Revel as you meander, newbies !
Today I read Barbara's inspiring blog post at bkb2012. Thanks Barbara!
The meandering stage, she calls it.
I say revel in the meandering, newbies! In my own experience, it was an essential stage in recovering from the overwhelmed I-am-new-at-WA stage that I plowed thru with such blind faith. After working thru most of this challenging first stage I became able to meander, and that's when I realized I was changing.
Here's how it went . There I was, still plowing along with basic material in WA, still feeling glassy-eyed, still reading stuff several times over and hoping it would stick---------------and then one day WOW, something I was reading reminded me of something I had studied a few days before ! I was making links :-) actual links in my mind :-)
I went back and forth ....I would feel overwhelmed again and had to remind myself that this is part of the learning curve. I had just seen a glimmer of daylight so I knew more light was coming. It was really important for me to hold firm in those moments. I had to believe (blind faith time again) that this was not just a glimmer that would disappear. With persistence, more light would come. A whole bunch of people had done this successfully before me, and I am joining in with them. I will not give up. I will succeed. And I will succeed really well.
Barbara's post reminded me of something I did right from the start. I bookmarked a bunch of tutorials etc. as I read them, with the funny feeling that I didn't really understand them well enough yet to actually use them...but that I would later on...
...so I went back when the vocabulary was making sense and my mind was beginning to build links. What a gold mine! Bookmarking as a newbie and returning later is a great practice.
I wandered around, happy as a child playing with a new toy on the beach.
HERE'S THE KEY TO WHAT WAS HAPPENING. True, I got a whole new bunch of info linked together in my head and I could begin to use it. Excellent in itself. Far more importantly though...
MY MIND WAS ACTUALLY CHANGING. I was developing new capacities within myself and they had become mine. Actually mine!
IT IS WITH THAT AWARENESS THAT I LET MYSELF MEANDER. I look at my mind as it changes, from multiple perspectives. One is, I have been a physician my whole adult life, a psychiatrist/psychoanalyst for adults and for kids. I love participating in the process of growth/change. I think the neurons take awhile to form new links. I think "sleeping on" a problem often moves you toward a solution, especially if you form the intent before you go to sleep. And I think that the relaxed-while-awake state of meandering is valuable to us human beings..and yup.......sure enough...
THE MEANDERING ACTUALLY HELPED ME. That glassy-eyed overwhelmed feeling went away. I relaxed. I got excited. I realized I can do this IM stuff.
SO NOW I CAN FOCUS SO MUCH BETTER. These days when I open my computer, there's that delight of anticipation. I come at it with a clearer mind. I am the same woman I was, but I'm not........What will discover today ???What will I put to use??? What will I create that is new???
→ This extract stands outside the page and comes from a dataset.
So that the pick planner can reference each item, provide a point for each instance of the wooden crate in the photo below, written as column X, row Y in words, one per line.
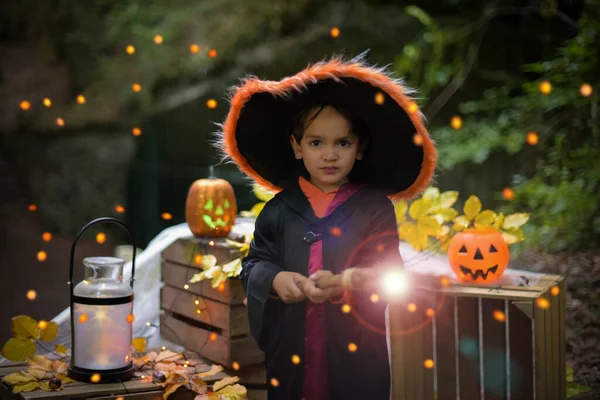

NOW I CAN DEVELOP MY FOCUSING CAPACITIES . Like other capacities, gotta work at them in ways that help. There's some basic practices I follow, that bring me cool results . There's others I know I can do better at, and doing them will be worth it, and a bunch more to discover as I go along...
THAT'S ANOTHER BLOG POST for another day soon. Maybe more than one. This can be useful fun.